Midpath | HA on $40/month: No load balancer, no K8s, just DNS and SSH tunnels

How we run an API serving 200k requests/day across multiple nodes for ~$40/month ; no load balancer, no central coordinator, just cooperative clients, local read replicas, and SSH-tunneled writes.

Three VPS machines at $12/month each. Two app nodes, one PostgreSQL primary. No central load balancer. Clients decide which node to talk to. ~220k API requests/day, spiky peaks hit 50 req/sec in short bursts, 600 req/min over a minute, 20k req/hr over an hour. Graceful read only degradation when the primary goes down. Total cost: ~$40/month including S3 backups.

How We Got Here

We didn't design this upfront. Each stage was forced by a concrete failure over a period of a few years.

Single machine

Django + SQLite on one VPS. Deploys were git pull && systemctl restart gunicorn. Worked fine while the serup to a few thousand requests/day.
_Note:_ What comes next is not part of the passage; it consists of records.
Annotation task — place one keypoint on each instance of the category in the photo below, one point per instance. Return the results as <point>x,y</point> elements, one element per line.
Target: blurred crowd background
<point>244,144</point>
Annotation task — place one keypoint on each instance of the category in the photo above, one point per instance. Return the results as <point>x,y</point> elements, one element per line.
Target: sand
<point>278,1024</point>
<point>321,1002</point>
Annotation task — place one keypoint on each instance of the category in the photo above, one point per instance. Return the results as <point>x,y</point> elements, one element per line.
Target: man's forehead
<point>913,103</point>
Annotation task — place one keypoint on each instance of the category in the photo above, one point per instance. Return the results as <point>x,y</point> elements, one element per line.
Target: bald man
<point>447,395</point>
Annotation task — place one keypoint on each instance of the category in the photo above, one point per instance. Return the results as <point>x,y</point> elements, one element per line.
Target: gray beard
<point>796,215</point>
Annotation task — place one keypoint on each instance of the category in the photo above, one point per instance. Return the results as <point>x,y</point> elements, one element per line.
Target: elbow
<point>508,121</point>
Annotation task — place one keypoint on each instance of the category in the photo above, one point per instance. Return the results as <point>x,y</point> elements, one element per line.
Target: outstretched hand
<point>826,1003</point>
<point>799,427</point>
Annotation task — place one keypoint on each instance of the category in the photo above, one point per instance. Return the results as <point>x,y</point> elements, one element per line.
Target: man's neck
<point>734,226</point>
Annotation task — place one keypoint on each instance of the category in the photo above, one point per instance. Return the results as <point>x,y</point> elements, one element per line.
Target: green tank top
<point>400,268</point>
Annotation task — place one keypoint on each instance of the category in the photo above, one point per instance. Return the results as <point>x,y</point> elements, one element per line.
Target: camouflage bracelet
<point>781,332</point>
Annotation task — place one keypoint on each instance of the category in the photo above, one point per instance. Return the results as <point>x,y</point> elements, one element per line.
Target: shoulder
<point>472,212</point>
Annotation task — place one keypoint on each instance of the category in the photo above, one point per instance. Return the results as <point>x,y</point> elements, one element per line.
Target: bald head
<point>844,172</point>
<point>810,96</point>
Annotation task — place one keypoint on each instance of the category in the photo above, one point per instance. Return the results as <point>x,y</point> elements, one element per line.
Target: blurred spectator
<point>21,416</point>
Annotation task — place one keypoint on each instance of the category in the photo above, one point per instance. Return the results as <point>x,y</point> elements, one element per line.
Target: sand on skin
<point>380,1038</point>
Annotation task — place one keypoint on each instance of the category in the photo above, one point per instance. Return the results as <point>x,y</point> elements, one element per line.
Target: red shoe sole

Multiple gunicorn workers writing simultaneously produced database is locked errors under traffic bursts. WAL mode helped but didn't fix it fully. We migrated to PostgreSQL on the same machine.

App and DB fight over RAM

Past ~80k requests/day, gunicorn workers and PostgreSQL were competing for memory and CPU on a small machine. Traffic is spiky, average throughput looks modest but peaks hit ~50 req/sec, which is enough to cause worker pileups during slow queries. We split app and DB onto separate machines.

One app server means every restart is downtime, and a hardware failure means ~20-40 minutes offline while a replacement provisions on the cloud. At 200k requests/day that's a real cost. We added a second web node.

Db was still on one machine. When that went down, everything went down. So we added a managed DB cluster. To manage costs we reduced the API machine to a single one. This worked well.

Growing expense

With a beefy API server and a Linode managed PostgreSQL cluster (3 node HA) the 3 node cluster alone cost ~$180/month. Total with the API node pushed the bill past $200/month ; prohibitive for our scale. We cannot simply drop it and switch to a self hosted primary on a budget VPS. That would reintroduce the SPOF problem.

In this time, we also had a datacenter fire, and multiple AWS downtime events all of which took down our service, making us think of multi cloud to make sure the service does not go down.

That's where we are now. The rest of this post explains the current architecture in detail.

The Architecture

Each web node (api1, api2, ...) is an independent VPS, potentially across different cloud providers. There is no load balancer in front of them. Clients know about each node by name and choose which one to call themselves.

Each node runs:

Caddy reverse proxy, automatic TLS per node
Django + gunicorn application server
PostgreSQL read replica local, serves all read traffic
Redis local cache and rate limit state
Mole persistent SSH tunnel to the primary DB node (terminates at a hardened SSH sidecar on the DB host)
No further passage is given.